During our set-up, when we test the MLflow integration in Airflow, we encountered the permission problem in creating the folder ‘mlruns’. To solve this problem, we create the folder in advance, and change the ownership and group to ‘airflow’ for this folder.
sudo mkdir /mlruns/
sudo chown -R airflow:airflow /mlruns/
Access to the infrastructure is securely provided through airflow and MLflow web UIs using local port forwarding to ssh into VM. After configuring the service account and credentials for GCP project, we could simply use gcloud command line tool:
gcloud compute ssh — project=PROJECT_ID — zone=ZONE \
VM_NAME — -L <local-port>:localhost:<remote-port>
- PROJECT_ID: the ID of the project that contains the instance
- VM_NAME: the name of the instance
- ZONE: the name of the zone in which the instance is located
- <local-port>: the local port you’re listening on
- <remote-port>: the remote port you’re connecting to
Once the local machine is connected to the VM, we could simply open a browser and type: http://localhost:<local-port> to access web UI. So, in the whole process, no external IP is needed.
Figure 4 shows that we could access the airflow web UI through localhost after we ssh into the VM using the local port forwarding.

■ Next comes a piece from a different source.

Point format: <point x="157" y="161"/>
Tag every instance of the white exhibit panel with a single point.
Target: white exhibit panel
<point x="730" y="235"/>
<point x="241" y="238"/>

We often need to start new projects on separate infrastructures, but we want to have pretty well the same set-up each time — with some configuration, and we don’t want the possibility of inconsistency or errors in the builds. So, in order to re-build the system quickly without hassle, we have what we call our own infrastructure “activator”. An activator contains re-usable, custom Terraform modules for different GCP components which we use to build our infrastructure within a secured GCP landing zone provided by the GFT sponsored “Tranquility Base” open source project. In this case, the activator we add the Airflow and MLflow automation to is our Machine Learning Playground system. By using this set-up, we can automate the whole process of setting up an airflow VM with the features mentioned in the previous section. And we can use the scripts and different config-files (systemd unit files) to choose the features we want to have in the set-up, and embed it as one component in the on-demand infrastructure for a particular project.
Usage example — insurance demo
We built an insurance demo based on this set-up. During the build out and development work for the project, Airflow 2.0 was used to manage the whole ML workflow and MLflow to track pipeline metadata, model training parameters, metrics and register models.

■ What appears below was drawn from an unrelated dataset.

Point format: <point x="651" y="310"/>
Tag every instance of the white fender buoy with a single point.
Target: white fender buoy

The above screenshot shows an ETL pipeline for our insurance demo in Airflow 2.0. In this pipeline, we do the data enrichment and transformation. MLflow is used to track the pipeline metadata. The task metadata will be sent to the MLflow server.
Once the task is run, the parameters, metrics will be stored in the MLflow server, and the artefacts in the linked GCS bucket.
We can now check them through the MLflow web UI, as shown in Figure 6. We can find the source/user is ‘airflow’. This experiment has been done by airflow pipeline. And the status is ‘FINISHED’. In this experiment, we record the airflow task name, operator, execution time, task status, related project, source/destination tables as the parameters, table metadata, such as size, created time, modified time and row counts into the metric and the workflow inside this task to the MLflow artefact folder, which is a GCS bucket. We use the tags to provide information on the functionality of different pipelines enabling us to search for models that have been created in particular pipelines and to determine the pipelines that are associated with any particular model.
In this post we discussed the set-up of Airflow 2.0 and its integration with MLflow to provide stronger end-to-end tracking and governance in complex machine learning applications. There’s a long way to go in both our use of this technology and its extension and integration with other components of our process and practice — but we have found lots of positives from this set-up so far and we see very positive prospects for further development in the future.